Last night saw episode three of the show screened on ITV1. It started off with daft and financially embarrassed son Kevin (Stewart Wright), a fireman, attend a blaze in which an elderly woman has died.
He notices there are no photographs around, and fearful that this may be what the future holds in store for his mother, he phones to tell her his father Ken (Duncan Preston) is ill and she has to come home.
Then he discovers a secret stash of cash and grabs a handful, certain he would never get found out. Of course, he does and the police turn up to arrest him as he prepares to host a Borat- themed party. They take him away dressed in a new suit, black wig and moustache.
Meanwhile, Ken has emerged from under the bonnet of his beloved car and is feigning illness in order to get Pauline to come home. His plan backfires when she refuses to rush to his side and when an ambulance is called he makes a miraculous recovery. Later he is injured for real when he somersaults off his grandchildren's trampoline over a hedge.
Meanwhile, as word gets round that irritatingly jovial Kev has been arrested, the family rally round and brother Martin (Graeme Hawley) turns up at the station in his party outfit, a green mankini.
The police and wife Sarah (Ashley Jensen) eventually see through Kev's lies and he admits taking the money as well as an earlier theft at the rugby club.
It all ends happily when he gets off with a caution and is welcomed back into the bosom of the family with open arms. After all, he was only taking the cash so his son could go on a rugby tour.
As the show progresses we see Rowan's granddaughter Scarlett finally track down her missing mother Emma and Pauline discovers her new man-friend is Coventry's answer to Casanova.
The family are all briefly reunited at the end during Kev's homecoming, but it's short-lived as Ken fails to persuade Pauline to return home, despite his now very real predicament of having to lie flat on the floor after the trampoline incident.

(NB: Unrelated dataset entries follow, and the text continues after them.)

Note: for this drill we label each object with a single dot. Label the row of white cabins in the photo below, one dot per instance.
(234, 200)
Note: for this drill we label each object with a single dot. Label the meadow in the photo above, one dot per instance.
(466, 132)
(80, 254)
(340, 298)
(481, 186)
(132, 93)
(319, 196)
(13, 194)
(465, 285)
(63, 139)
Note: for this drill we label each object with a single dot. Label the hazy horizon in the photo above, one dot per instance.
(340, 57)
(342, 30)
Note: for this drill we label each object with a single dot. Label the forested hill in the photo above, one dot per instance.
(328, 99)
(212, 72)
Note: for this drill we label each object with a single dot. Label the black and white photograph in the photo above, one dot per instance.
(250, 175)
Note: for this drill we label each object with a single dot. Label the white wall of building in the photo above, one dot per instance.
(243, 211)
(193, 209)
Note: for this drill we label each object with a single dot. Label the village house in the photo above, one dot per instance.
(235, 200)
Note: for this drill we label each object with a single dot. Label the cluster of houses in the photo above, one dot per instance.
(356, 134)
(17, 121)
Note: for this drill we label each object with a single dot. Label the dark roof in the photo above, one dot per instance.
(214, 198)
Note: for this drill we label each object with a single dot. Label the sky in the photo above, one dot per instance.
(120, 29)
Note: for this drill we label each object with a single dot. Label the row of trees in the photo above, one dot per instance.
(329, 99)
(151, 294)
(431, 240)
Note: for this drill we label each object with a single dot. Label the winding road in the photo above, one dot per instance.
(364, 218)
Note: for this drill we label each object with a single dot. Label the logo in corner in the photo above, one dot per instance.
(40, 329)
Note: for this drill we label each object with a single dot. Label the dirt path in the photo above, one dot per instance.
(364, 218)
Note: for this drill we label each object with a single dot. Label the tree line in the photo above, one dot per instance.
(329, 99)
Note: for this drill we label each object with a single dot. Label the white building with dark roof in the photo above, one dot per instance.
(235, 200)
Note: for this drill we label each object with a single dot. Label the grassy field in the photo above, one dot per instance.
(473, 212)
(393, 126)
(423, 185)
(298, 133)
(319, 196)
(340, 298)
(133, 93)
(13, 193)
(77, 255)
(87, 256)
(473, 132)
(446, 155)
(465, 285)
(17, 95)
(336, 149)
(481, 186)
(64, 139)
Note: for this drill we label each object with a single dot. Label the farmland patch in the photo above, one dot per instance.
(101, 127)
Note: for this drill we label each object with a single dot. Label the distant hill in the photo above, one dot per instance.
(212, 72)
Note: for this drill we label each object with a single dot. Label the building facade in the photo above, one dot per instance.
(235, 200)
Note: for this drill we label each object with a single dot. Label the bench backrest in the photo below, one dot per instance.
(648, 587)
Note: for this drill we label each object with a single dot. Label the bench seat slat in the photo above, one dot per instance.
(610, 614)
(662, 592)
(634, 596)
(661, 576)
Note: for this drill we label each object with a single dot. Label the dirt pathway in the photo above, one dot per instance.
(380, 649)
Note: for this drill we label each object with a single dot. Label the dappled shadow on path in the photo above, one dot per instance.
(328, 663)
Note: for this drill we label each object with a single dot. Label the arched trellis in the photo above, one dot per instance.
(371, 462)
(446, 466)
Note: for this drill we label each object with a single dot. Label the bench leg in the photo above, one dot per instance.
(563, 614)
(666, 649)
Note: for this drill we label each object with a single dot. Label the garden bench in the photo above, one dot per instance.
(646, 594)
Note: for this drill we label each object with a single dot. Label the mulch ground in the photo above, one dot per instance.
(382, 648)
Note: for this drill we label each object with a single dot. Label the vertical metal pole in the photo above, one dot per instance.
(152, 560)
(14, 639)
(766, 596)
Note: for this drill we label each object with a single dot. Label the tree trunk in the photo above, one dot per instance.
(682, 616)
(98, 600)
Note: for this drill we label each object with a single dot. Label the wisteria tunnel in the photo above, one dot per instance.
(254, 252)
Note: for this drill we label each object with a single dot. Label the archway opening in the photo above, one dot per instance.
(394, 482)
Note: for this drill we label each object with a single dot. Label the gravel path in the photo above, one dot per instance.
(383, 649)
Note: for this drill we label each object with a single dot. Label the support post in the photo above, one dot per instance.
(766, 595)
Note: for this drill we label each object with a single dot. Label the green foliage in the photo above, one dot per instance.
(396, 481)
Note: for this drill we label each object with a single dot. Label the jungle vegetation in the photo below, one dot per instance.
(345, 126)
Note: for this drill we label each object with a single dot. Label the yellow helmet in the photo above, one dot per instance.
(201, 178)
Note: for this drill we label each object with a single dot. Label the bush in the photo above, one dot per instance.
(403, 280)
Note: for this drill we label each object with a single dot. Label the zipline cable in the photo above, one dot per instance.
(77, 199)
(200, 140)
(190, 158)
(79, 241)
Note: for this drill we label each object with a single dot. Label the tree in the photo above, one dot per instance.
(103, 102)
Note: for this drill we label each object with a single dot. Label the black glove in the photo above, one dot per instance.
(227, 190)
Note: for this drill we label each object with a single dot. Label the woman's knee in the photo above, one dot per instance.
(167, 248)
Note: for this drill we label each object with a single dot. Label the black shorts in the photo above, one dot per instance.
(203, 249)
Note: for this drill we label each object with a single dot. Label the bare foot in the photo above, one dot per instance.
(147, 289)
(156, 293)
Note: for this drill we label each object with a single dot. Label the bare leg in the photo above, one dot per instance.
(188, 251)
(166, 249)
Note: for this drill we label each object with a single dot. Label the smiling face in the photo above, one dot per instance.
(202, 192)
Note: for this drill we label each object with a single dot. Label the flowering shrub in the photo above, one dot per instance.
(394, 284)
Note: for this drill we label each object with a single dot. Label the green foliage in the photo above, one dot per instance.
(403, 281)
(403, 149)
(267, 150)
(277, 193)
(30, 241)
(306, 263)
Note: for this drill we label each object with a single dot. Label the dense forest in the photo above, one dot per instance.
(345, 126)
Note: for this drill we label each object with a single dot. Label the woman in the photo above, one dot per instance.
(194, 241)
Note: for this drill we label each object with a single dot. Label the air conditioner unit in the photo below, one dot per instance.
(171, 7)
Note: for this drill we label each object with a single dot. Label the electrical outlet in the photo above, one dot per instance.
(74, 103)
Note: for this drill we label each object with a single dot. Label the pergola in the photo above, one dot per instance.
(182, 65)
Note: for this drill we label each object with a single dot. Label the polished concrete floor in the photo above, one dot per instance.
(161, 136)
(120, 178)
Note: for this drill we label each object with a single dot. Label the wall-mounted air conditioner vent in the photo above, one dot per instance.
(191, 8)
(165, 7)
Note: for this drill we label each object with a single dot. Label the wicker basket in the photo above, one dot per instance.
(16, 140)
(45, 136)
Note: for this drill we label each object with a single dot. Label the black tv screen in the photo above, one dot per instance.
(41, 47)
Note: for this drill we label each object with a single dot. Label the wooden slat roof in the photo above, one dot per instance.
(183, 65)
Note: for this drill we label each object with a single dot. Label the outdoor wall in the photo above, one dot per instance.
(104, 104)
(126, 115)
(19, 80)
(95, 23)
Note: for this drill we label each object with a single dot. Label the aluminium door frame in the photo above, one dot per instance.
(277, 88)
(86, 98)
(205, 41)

So, three shows in has this show lived up to the hype and expectations?
To be honest, not really. The script and plot is thin and predictable and the situations the family find themselves in are farcical, unrealistic, low on laughs and high on sentimentality. But there is some great acting hiding away here and the cast lift it into what is ultimately a watchable, gently humorous way to spend a Wednesday evening.
The technique of having the characters do pieces direct to camera worked in the first episode and was a useful way of discovering exactly who was who in the complicated family set-up and getting an insight into their characters.
But now we are in episode three it's not needed and serves no real purpose except to punctuate the plot and offer the writers an easy way to weave in some extra jokes. Fans of Sky 1's Modern Family will know this technique can be used to much greater effect.
Meanwhile, there are there three more episodes of Love and Marriage to come. They may serve to offer a mildly pleasant way to spend a Wednesday evening, but not if something more exciting comes along.